The roof, made of overlapping trunks of trees, rests on four square columns made of masonry alternating with small poles, mostly covered with plaster. A small section of the ancient masonry is exposed to show visitors how the columns were built.  The kiva’s interior space is one of the largest in the ancient Pueblo sites. As I look around, I see that the kiva is circular and is itself encircled by 14 rooms, some of which are open to the outside. The walls are painted in two colors. On the floor of the kiva are two masonry open boxes measuring about 8 1/2 feet by 3 1/2 feet wide, evenly spaced between two of the columns. 

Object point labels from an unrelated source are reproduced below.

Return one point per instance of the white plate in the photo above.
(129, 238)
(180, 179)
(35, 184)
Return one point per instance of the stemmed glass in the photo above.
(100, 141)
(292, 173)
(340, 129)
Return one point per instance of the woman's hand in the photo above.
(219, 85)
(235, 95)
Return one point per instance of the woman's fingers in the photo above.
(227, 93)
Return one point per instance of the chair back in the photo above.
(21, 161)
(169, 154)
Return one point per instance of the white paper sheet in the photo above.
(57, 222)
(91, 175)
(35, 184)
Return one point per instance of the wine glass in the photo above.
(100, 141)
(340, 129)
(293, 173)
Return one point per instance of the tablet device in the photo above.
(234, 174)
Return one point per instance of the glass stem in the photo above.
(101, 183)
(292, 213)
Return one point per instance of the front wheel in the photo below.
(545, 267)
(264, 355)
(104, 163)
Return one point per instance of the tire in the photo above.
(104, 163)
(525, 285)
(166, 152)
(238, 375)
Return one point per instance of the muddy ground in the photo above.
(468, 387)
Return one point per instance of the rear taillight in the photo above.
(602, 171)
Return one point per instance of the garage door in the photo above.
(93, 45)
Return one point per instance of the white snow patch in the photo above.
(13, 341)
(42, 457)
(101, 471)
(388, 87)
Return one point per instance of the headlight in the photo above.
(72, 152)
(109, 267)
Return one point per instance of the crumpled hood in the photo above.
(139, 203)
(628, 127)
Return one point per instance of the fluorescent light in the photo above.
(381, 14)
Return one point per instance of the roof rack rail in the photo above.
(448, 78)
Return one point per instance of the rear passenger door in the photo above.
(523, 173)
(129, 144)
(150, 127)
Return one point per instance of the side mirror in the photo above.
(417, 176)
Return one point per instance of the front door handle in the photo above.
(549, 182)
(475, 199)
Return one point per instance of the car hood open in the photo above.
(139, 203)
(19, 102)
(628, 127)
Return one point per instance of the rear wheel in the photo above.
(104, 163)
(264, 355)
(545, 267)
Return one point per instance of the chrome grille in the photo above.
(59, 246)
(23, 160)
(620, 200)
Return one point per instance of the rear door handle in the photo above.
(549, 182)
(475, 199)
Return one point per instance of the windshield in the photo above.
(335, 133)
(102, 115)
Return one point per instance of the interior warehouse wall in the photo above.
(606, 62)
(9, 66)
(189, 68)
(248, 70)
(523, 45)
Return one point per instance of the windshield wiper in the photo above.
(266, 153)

Archeologists do not know what these were used for. Another masonry box is about 5 sq. feet and archeologists found fine white ash during the original excavation leading to the conclusion that it was used for ceremonial fires. The Great Kiva, constructed during the late Chacoan period, was presumably a major ceremonial chamber in its day and attending ceremonies would have been a memorable experience.

Walking along the rest of the trail, we saw how some of the rooms were added later with different masonry techniques. The walking tour took us into the structure itself giving us a feeling of what it would have been like to live there. The ancients were shorter in stature and I had to crouch down, as if doing the “Limbo” to get through some of the interior doors. Looking at the masonry details along the tour showed us how skilled the ancients were in masonry. 

A stop around the middle of the tour was to the three-walled structure called “Hubbard Tri-Walled Site.” It had been partially excavated in the 1920s and backfilled, leaving only the tops of the walls above ground. A round structure resembling a kiva, it is unusual in that it was built with three concentric circular walls, separated by walls to make rooms.

Further to the east are unexcavated sites known and the East Ruin, Annex, Mound M, and Earl Morris Ruin. These ruins are closed to the public.

We returned to the visitor center and bought some souvenirs before heading west, out of the cold of northern New Mexico and into the heat of northern Arizona. We were glad to have taken the time to visit Aztec Ruins National Monument breaking up our long trip with a step back into history.